This week I worked at the Metal Atelier and at the Gold Coop.
I was with Anna again, this time, sand casting.
She had prepared the cast – I was very late to meet her, on the third day of a come down.
The process is fairly simple, you make a mould of your object by pressing it between two canisters of compacted sand. You powder it, to stop it sticking I guess. Then you create passages for air to escape so the metal can more easily run. You carve a funnel to pour the metal into. And then you take it to the crucible.
You heat the silver in the crucible (I think that’s what it’s called) until it starts to glow green and become molten like mercury. Then, with the flame still on it so it doesn’t cool, you lift it to the cast (again, not sure of the terminology) and pour quickly. If you don’t keep heating or you pour too slowly then the metal will not run all the way down your cast. This happened to me once.
It all happens very quickly – and then you take it outside (it’s safe to touch the mould soon after pouring) to open up so as not to inhale any silver fumes. And then you’ve got a match that looks like a tree trunk with branches coming off it (the air holes fill up.

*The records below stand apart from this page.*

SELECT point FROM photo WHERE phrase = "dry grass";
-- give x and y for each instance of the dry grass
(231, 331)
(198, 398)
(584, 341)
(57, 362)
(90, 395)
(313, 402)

You take a bone saw, the same as they use for cutting up bodies, and cut the base off. Then with snipers you take the branches off. Use the saw again to cut off the bit that’s seeped between the sand. I wonder if I didn’t tamp the sand down enough (for which you use the handle of a ring something or other. Then it’s working with a file (away from you). Then polish it with the electric thingy.

In the Gold Coop I finished it with a different method – using sand paper.






Anyway, less detail. In Fritz’s place there are matches too – made by a Finnish girl.